Coming in Hot

by Carbocat



Category: Natasha Pierre and the Great Comet of 1812 - Malloy
Genre: Heat Stroke, the vast majority of this takes place in a bathtub
Language: English
Status: Completed
Published: 2017-08-26
Updated: 2017-08-26
Packaged: 2018-12-20 04:30:51
Rating: Not Rated
Warnings: Creator Chose Not To Use Archive Warnings
Chapters: 1
Words: 3,948
Publisher: archiveofourown.org
Story URL: https://archiveofourown.org/works/11913249
Author URL: https://archiveofourown.org/users/Carbocat/pseuds/Carbocat
Summary: Anatole was hot. It was kind of a problem.“I’ll make sure it is written on your tombstone that you died of heat stroke for the aesthetic.”





	Coming in Hot

**Author's Note:**

> Things to know about me: I know absolutely nothing about the Russian countryside and as far as I can tell, there wasn’t a heatwave in Russia during the early nineteenth century but there also not currently a heatwave where I live and it still feels like I’m going to die every time I go outside. 
> 
> I am not a fan of using OCs but I used OCs. They're largely unimportant so don't mind them much.

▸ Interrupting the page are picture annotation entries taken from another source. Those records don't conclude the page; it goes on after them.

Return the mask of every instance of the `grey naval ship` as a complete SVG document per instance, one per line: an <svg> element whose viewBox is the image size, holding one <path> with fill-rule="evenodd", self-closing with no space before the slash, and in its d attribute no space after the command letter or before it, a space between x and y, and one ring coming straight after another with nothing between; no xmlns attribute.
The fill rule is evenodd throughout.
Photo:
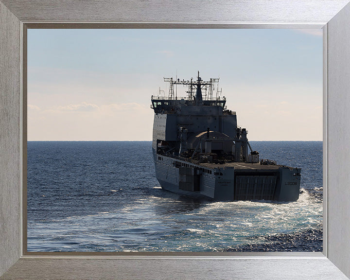
<svg viewBox="0 0 350 280"><path fill-rule="evenodd" d="M301 169L259 159L248 131L220 97L219 79L203 81L199 71L196 80L164 79L169 96L159 88L151 105L156 175L163 189L216 201L298 199ZM177 97L178 85L187 88L186 97Z"/></svg>

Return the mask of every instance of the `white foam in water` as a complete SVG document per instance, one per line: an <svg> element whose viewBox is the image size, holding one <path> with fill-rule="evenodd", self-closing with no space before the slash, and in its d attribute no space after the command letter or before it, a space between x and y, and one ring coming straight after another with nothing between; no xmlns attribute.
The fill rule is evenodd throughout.
<svg viewBox="0 0 350 280"><path fill-rule="evenodd" d="M312 165L315 164L308 162L307 158L303 159L305 161L301 165L298 163L302 168L302 185L308 190L302 189L299 199L291 203L198 201L163 191L155 179L154 167L149 165L152 158L149 152L151 143L149 144L149 147L148 144L137 144L143 145L142 149L133 143L123 144L122 148L118 142L60 144L67 147L96 145L96 151L89 146L87 155L81 151L75 154L73 158L76 161L80 155L85 155L81 159L83 163L74 162L74 166L78 168L87 162L90 164L96 156L102 157L101 153L107 149L104 160L109 160L107 171L113 171L115 176L111 177L109 173L103 176L98 173L95 177L92 174L89 173L88 176L82 174L80 180L84 183L75 184L78 186L75 189L72 189L69 181L54 182L55 184L52 182L49 186L34 184L33 182L38 180L31 177L31 168L39 168L40 163L34 165L33 161L38 158L31 155L29 148L28 251L217 251L242 246L249 251L249 245L260 244L270 244L272 249L280 249L282 245L276 239L281 238L280 244L287 246L289 239L309 230L312 230L309 234L311 242L315 238L322 239L322 233L320 235L319 232L322 223L321 143L316 143L316 152L320 156L316 162L318 165ZM45 144L49 145L48 158L53 158L52 146L57 144ZM270 144L271 151L276 152L274 147L281 143L264 142L260 144ZM106 146L100 149L100 145ZM135 146L130 148L129 153L126 153L129 145ZM293 145L298 149L301 145L309 153L311 144L292 143L290 145L293 147ZM110 150L107 149L108 145ZM57 147L58 149L60 146ZM290 149L289 154L293 154L292 148L284 147L283 150L287 148ZM140 153L135 162L139 166L125 172L121 165L126 162L124 158L116 160L114 151L122 151L121 157L132 157L136 150ZM257 147L257 150L262 149ZM76 147L67 150L67 152L73 154L76 150L79 152ZM45 155L42 149L38 151L37 154ZM262 157L263 150L262 154ZM87 161L86 157L90 155L90 161ZM140 157L143 157L143 161ZM310 158L315 160L314 155ZM51 164L59 161L53 161ZM295 163L279 163L297 166ZM309 166L311 171L308 171ZM54 170L52 166L51 168ZM98 165L89 170L90 173L94 170L102 172ZM65 176L61 177L69 178L71 172L72 168L70 168ZM131 178L130 172L137 175ZM41 182L52 178L44 173L37 174L39 176L44 175L46 177L39 178ZM90 180L84 181L86 179ZM54 186L59 188L52 187ZM313 231L317 229L319 231L316 233ZM293 245L293 247L302 250L304 245Z"/></svg>

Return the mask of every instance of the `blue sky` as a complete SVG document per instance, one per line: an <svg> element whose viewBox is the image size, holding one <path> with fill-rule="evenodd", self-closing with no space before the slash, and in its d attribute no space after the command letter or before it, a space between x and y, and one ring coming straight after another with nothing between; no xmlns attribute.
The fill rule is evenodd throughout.
<svg viewBox="0 0 350 280"><path fill-rule="evenodd" d="M151 140L151 95L197 70L250 140L322 140L321 30L29 29L28 69L29 140Z"/></svg>

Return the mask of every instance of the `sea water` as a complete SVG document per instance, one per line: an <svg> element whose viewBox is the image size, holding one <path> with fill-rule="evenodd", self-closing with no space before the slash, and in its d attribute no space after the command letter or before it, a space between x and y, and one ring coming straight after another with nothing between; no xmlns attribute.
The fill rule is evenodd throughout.
<svg viewBox="0 0 350 280"><path fill-rule="evenodd" d="M28 141L28 251L321 251L322 141L250 144L301 168L297 201L163 190L151 141Z"/></svg>

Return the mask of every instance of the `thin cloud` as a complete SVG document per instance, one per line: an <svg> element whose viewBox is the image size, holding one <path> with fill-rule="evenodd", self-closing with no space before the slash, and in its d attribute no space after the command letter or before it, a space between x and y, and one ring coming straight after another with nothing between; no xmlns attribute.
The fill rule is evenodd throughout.
<svg viewBox="0 0 350 280"><path fill-rule="evenodd" d="M173 56L174 55L174 52L171 51L160 51L157 52L157 53L162 53L165 54L167 56Z"/></svg>
<svg viewBox="0 0 350 280"><path fill-rule="evenodd" d="M59 106L57 109L60 111L78 111L80 112L90 112L99 110L100 107L95 104L82 102L80 104L70 104L66 106Z"/></svg>

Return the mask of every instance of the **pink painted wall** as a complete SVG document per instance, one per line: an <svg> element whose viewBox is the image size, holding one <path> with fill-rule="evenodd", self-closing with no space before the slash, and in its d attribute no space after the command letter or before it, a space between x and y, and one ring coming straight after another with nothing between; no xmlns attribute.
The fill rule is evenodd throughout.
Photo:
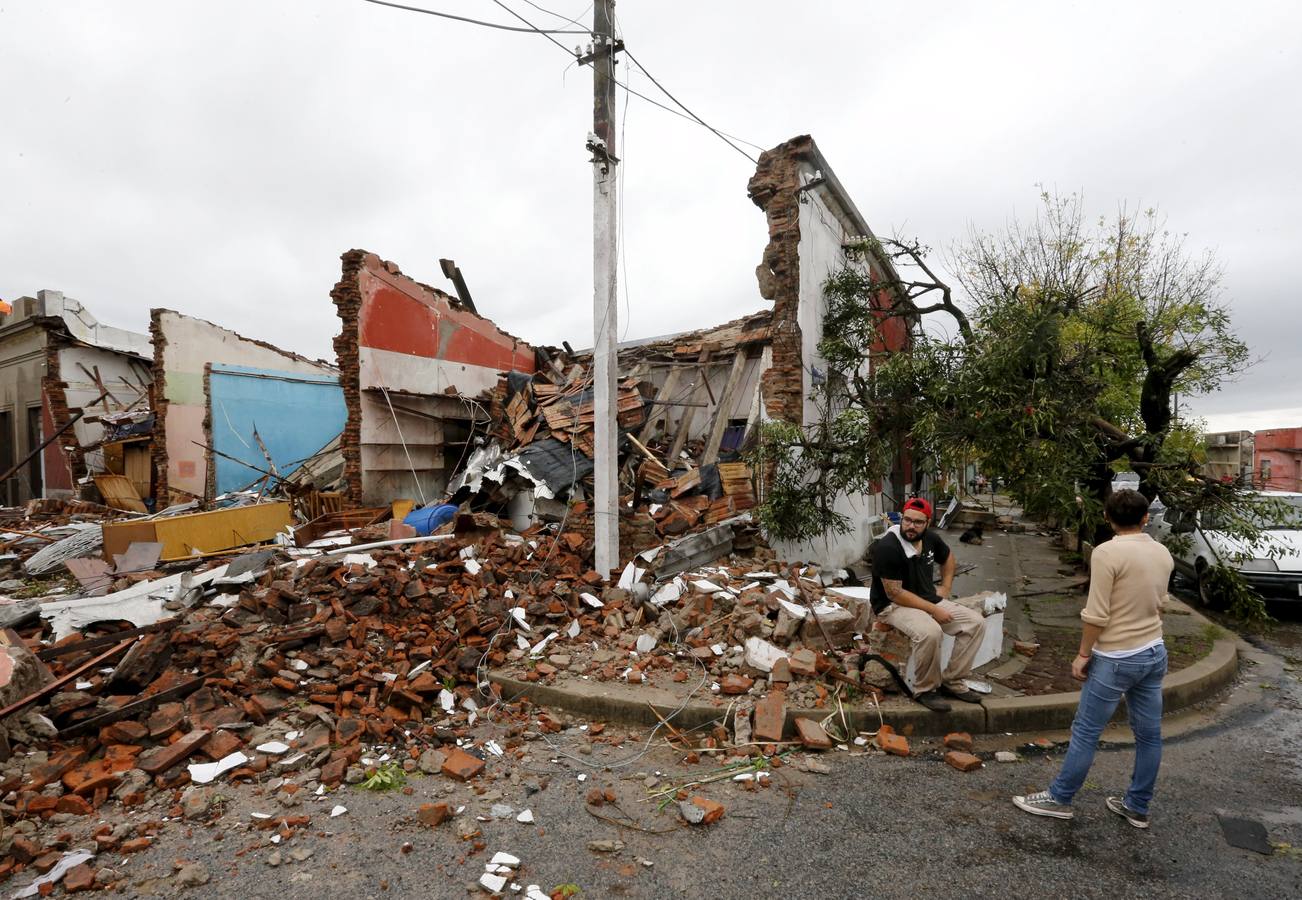
<svg viewBox="0 0 1302 900"><path fill-rule="evenodd" d="M1302 429L1258 431L1254 442L1253 474L1259 486L1269 491L1302 491Z"/></svg>

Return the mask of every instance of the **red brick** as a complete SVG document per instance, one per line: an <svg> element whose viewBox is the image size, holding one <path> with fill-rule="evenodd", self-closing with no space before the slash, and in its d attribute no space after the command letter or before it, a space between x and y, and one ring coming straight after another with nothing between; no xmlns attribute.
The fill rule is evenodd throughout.
<svg viewBox="0 0 1302 900"><path fill-rule="evenodd" d="M79 866L73 866L64 875L64 890L68 893L77 893L78 891L89 891L95 887L95 870L91 869L85 862Z"/></svg>
<svg viewBox="0 0 1302 900"><path fill-rule="evenodd" d="M90 815L94 810L83 797L78 797L74 793L65 793L59 798L59 802L55 804L55 811L72 813L73 815Z"/></svg>
<svg viewBox="0 0 1302 900"><path fill-rule="evenodd" d="M945 746L950 750L967 752L973 749L973 736L965 731L956 731L945 735Z"/></svg>
<svg viewBox="0 0 1302 900"><path fill-rule="evenodd" d="M706 818L702 819L702 824L713 824L724 817L724 805L716 804L713 800L710 800L710 797L702 797L698 795L693 797L690 802L693 806L706 810Z"/></svg>
<svg viewBox="0 0 1302 900"><path fill-rule="evenodd" d="M181 728L185 722L185 707L180 703L159 703L159 707L150 714L150 737L155 741L167 737Z"/></svg>
<svg viewBox="0 0 1302 900"><path fill-rule="evenodd" d="M781 692L773 692L755 703L755 740L777 742L786 728L786 706Z"/></svg>
<svg viewBox="0 0 1302 900"><path fill-rule="evenodd" d="M42 853L35 860L31 861L31 867L44 875L47 871L59 865L59 861L64 857L59 851L49 851L48 853Z"/></svg>
<svg viewBox="0 0 1302 900"><path fill-rule="evenodd" d="M887 753L892 753L897 757L909 755L909 738L896 735L893 732L881 733L878 732L878 746Z"/></svg>
<svg viewBox="0 0 1302 900"><path fill-rule="evenodd" d="M823 731L823 725L812 719L797 719L796 731L799 732L801 744L811 750L831 750L832 738Z"/></svg>
<svg viewBox="0 0 1302 900"><path fill-rule="evenodd" d="M203 744L203 755L216 762L243 748L243 741L229 731L215 731Z"/></svg>
<svg viewBox="0 0 1302 900"><path fill-rule="evenodd" d="M81 748L60 750L43 766L36 766L31 771L31 779L26 784L29 791L40 791L47 784L53 784L64 776L69 768L79 766L86 761L87 753Z"/></svg>
<svg viewBox="0 0 1302 900"><path fill-rule="evenodd" d="M362 722L359 719L340 719L335 723L335 742L352 744L362 736Z"/></svg>
<svg viewBox="0 0 1302 900"><path fill-rule="evenodd" d="M773 663L773 671L769 677L772 677L775 684L790 684L792 664L786 662L786 656L783 656L776 663Z"/></svg>
<svg viewBox="0 0 1302 900"><path fill-rule="evenodd" d="M458 781L469 781L484 768L484 761L473 757L458 746L448 750L448 758L443 762L443 774Z"/></svg>
<svg viewBox="0 0 1302 900"><path fill-rule="evenodd" d="M9 856L13 857L14 862L27 865L40 856L40 844L22 836L14 837L12 847L9 848Z"/></svg>
<svg viewBox="0 0 1302 900"><path fill-rule="evenodd" d="M818 675L818 656L809 647L801 647L793 653L786 664L790 667L793 675L810 677Z"/></svg>
<svg viewBox="0 0 1302 900"><path fill-rule="evenodd" d="M719 682L719 689L725 694L745 694L753 684L755 681L750 677L732 672L723 677L723 681Z"/></svg>
<svg viewBox="0 0 1302 900"><path fill-rule="evenodd" d="M448 809L447 804L421 804L421 808L415 811L415 817L421 821L421 824L437 828L452 818L452 810Z"/></svg>
<svg viewBox="0 0 1302 900"><path fill-rule="evenodd" d="M210 733L211 732L207 731L191 731L176 744L158 748L152 750L147 758L142 755L137 761L137 765L150 775L165 772L172 768L172 766L176 766L178 762L198 750L199 746L208 740Z"/></svg>
<svg viewBox="0 0 1302 900"><path fill-rule="evenodd" d="M961 750L950 750L945 754L945 762L957 768L961 772L970 772L974 768L980 768L980 757L974 757L970 753L963 753Z"/></svg>
<svg viewBox="0 0 1302 900"><path fill-rule="evenodd" d="M150 729L139 722L115 722L99 732L100 744L139 744L150 736Z"/></svg>

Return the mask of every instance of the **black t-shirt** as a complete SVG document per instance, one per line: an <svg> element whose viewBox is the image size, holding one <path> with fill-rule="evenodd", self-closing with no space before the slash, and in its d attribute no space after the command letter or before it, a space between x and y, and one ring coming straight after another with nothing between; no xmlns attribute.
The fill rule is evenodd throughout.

Dolokhov’s men grew weary under the summer sun.

Any relief felt when winter winds faded into the pleasant breeze of spring had long since passed into trepidation for summer humidity. There was an awful heat pressing down on the Russian countryside, there was no relief for Dolokhov’s band of poor merchants’ sons and war-wary men, and even less for Anatole.

Anatole was pretty prince among men with no titles, no lofty castle to return home to and no wealth, and no qualms about jesting him for his own. With a mouth so pretty and words so sweet, his princely education allotted Dolokhov a smooth-talking translator in four languages and the justification to keep his troublesome friend close. He could talk himself out of any trouble and into anybody’s bed but it was more often that he talked Dolokhov’s men into laughing fits with the ridiculous flair he did everything with.

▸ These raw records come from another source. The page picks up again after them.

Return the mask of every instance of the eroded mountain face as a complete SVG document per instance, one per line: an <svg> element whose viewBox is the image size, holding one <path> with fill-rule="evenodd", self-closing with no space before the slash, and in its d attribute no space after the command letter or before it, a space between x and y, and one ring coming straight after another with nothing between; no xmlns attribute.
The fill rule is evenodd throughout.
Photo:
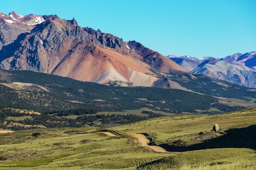
<svg viewBox="0 0 256 170"><path fill-rule="evenodd" d="M0 68L27 70L101 84L154 86L158 72L188 71L135 41L56 15L0 13ZM158 85L159 86L159 85Z"/></svg>

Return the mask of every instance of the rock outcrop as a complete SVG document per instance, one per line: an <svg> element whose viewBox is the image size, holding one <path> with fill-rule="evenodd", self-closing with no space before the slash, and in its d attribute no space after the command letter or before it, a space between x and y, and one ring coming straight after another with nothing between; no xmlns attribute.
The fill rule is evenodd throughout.
<svg viewBox="0 0 256 170"><path fill-rule="evenodd" d="M154 86L156 73L188 71L135 41L81 28L56 15L0 15L0 68L101 84Z"/></svg>

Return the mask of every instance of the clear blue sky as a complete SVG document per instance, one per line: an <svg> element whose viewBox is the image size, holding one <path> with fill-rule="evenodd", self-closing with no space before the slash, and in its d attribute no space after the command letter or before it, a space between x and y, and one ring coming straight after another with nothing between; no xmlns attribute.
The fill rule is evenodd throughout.
<svg viewBox="0 0 256 170"><path fill-rule="evenodd" d="M256 51L255 0L2 1L3 13L74 17L81 27L136 40L164 55L220 58Z"/></svg>

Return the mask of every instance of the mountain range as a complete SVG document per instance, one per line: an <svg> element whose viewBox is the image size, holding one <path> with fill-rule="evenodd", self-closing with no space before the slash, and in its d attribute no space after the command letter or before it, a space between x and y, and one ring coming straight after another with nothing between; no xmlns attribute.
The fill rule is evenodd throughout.
<svg viewBox="0 0 256 170"><path fill-rule="evenodd" d="M186 73L135 41L56 15L0 13L0 68L26 70L75 79L122 86L154 86L159 73Z"/></svg>
<svg viewBox="0 0 256 170"><path fill-rule="evenodd" d="M124 42L99 29L81 28L74 18L0 13L2 69L33 71L107 85L185 90L173 81L174 75L195 77L194 74L203 74L255 88L256 53L222 59L166 57L135 41Z"/></svg>
<svg viewBox="0 0 256 170"><path fill-rule="evenodd" d="M240 86L256 88L256 51L236 53L223 58L168 57L191 73L202 74Z"/></svg>

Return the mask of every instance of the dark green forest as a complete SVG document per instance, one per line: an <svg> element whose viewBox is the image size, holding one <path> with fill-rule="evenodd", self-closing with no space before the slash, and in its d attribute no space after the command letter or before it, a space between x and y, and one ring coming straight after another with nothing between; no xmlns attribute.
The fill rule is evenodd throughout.
<svg viewBox="0 0 256 170"><path fill-rule="evenodd" d="M76 127L99 120L101 125L120 124L160 115L148 113L150 116L144 117L131 115L95 115L98 112L144 108L169 113L218 114L245 107L221 104L211 95L247 100L256 96L255 92L248 91L249 88L231 84L225 87L227 90L223 86L213 83L212 79L202 75L197 75L197 79L193 81L188 79L189 76L184 78L184 76L172 75L171 77L188 89L207 95L174 89L106 86L31 71L1 70L0 75L0 83L32 83L47 90L42 90L37 85L19 90L0 84L2 122L9 116L22 116L5 109L18 108L42 113L18 123L47 127ZM212 108L220 111L209 111ZM70 115L79 116L76 119L65 118Z"/></svg>

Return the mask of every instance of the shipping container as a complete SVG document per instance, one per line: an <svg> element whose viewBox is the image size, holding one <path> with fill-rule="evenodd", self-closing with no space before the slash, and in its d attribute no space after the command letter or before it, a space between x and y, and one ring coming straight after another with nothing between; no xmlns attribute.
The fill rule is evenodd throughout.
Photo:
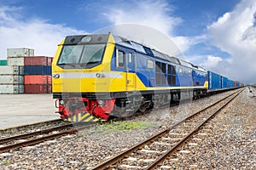
<svg viewBox="0 0 256 170"><path fill-rule="evenodd" d="M221 76L221 88L228 88L228 78L225 76Z"/></svg>
<svg viewBox="0 0 256 170"><path fill-rule="evenodd" d="M47 65L48 57L45 56L33 56L25 57L24 65Z"/></svg>
<svg viewBox="0 0 256 170"><path fill-rule="evenodd" d="M49 75L25 75L24 84L51 84Z"/></svg>
<svg viewBox="0 0 256 170"><path fill-rule="evenodd" d="M7 60L0 60L0 65L7 65Z"/></svg>
<svg viewBox="0 0 256 170"><path fill-rule="evenodd" d="M24 84L24 77L18 75L0 75L0 84Z"/></svg>
<svg viewBox="0 0 256 170"><path fill-rule="evenodd" d="M23 66L0 66L0 75L24 75Z"/></svg>
<svg viewBox="0 0 256 170"><path fill-rule="evenodd" d="M8 57L27 57L34 56L34 49L20 48L7 48Z"/></svg>
<svg viewBox="0 0 256 170"><path fill-rule="evenodd" d="M24 85L0 84L0 94L24 94Z"/></svg>
<svg viewBox="0 0 256 170"><path fill-rule="evenodd" d="M53 57L49 57L49 58L48 58L47 65L51 65L52 61L53 61Z"/></svg>
<svg viewBox="0 0 256 170"><path fill-rule="evenodd" d="M8 65L24 66L24 57L7 57Z"/></svg>
<svg viewBox="0 0 256 170"><path fill-rule="evenodd" d="M208 88L221 88L221 76L208 71Z"/></svg>
<svg viewBox="0 0 256 170"><path fill-rule="evenodd" d="M47 84L25 84L24 93L25 94L48 94Z"/></svg>
<svg viewBox="0 0 256 170"><path fill-rule="evenodd" d="M48 84L48 91L47 94L51 94L52 93L52 86L51 84Z"/></svg>
<svg viewBox="0 0 256 170"><path fill-rule="evenodd" d="M51 75L51 66L49 65L24 66L24 75Z"/></svg>

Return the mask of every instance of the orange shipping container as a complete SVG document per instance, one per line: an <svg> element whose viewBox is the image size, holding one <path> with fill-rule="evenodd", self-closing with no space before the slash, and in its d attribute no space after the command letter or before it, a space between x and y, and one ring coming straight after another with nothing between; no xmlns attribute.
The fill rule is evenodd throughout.
<svg viewBox="0 0 256 170"><path fill-rule="evenodd" d="M51 76L25 75L24 84L51 84Z"/></svg>

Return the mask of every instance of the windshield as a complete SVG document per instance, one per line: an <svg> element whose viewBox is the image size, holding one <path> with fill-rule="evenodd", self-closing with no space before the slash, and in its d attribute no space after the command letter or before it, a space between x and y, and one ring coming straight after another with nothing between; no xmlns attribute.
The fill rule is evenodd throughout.
<svg viewBox="0 0 256 170"><path fill-rule="evenodd" d="M63 46L58 65L101 63L106 44L83 44Z"/></svg>

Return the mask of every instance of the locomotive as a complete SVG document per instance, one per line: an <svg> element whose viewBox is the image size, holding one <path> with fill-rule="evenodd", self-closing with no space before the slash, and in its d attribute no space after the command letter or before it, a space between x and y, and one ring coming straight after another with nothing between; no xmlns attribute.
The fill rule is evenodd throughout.
<svg viewBox="0 0 256 170"><path fill-rule="evenodd" d="M52 64L53 98L62 119L107 121L205 95L209 74L112 33L67 36Z"/></svg>

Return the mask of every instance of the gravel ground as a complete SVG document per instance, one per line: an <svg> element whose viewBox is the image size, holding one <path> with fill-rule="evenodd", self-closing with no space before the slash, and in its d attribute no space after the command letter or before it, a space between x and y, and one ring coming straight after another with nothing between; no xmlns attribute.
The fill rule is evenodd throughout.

All men regardless of title or rank eventually bantered and joked at each other’s expense on a long enough travel. Hell, Dolokhov was the highest ranking among them, a decorated and respected officer, and they still ragged on him for all the letters he wrote home to his mother, but Anatole offered the most material.

He was prince, and pretty, and his slim figure and high cheekbones had him mistaken for a woman more than once by drunken officers. For the most part, Anatole handled what was tossed at him and lobbed it back with a smooth insult of his own. But the heat put an end to that.

The heat had turned what was supposed to be an easy peaceful mission into a torturous one. Their tempers were as flaring as the blazing sun above them, making them snappy and bitchy, and sunburnt all to hell but no one suffered more than the fair haired and pale skinned prince.

“The princess is lagging.” Solokov’s gruff voice was accompanied by the heavy hooves of his horse as overtook Dolokhov’s lead. His uniform shed and his shoulders bare and already browning into a tan. Dolokhov checked behind him and sure enough, Anatole had slipped from the middle of the group to the rear.

He whistled to Kaysorov and gestured with his head for the soldier to take the lead from the directionally challenged Solokov before reining his horse back until he was trotting along beside Anatole. He wasn’t acknowledged at first, or even after a minute. Anatole appeared lost in some thought with a blank and empty expression slacking his face until Dolokhov prompted him, “All is well, Anatole?”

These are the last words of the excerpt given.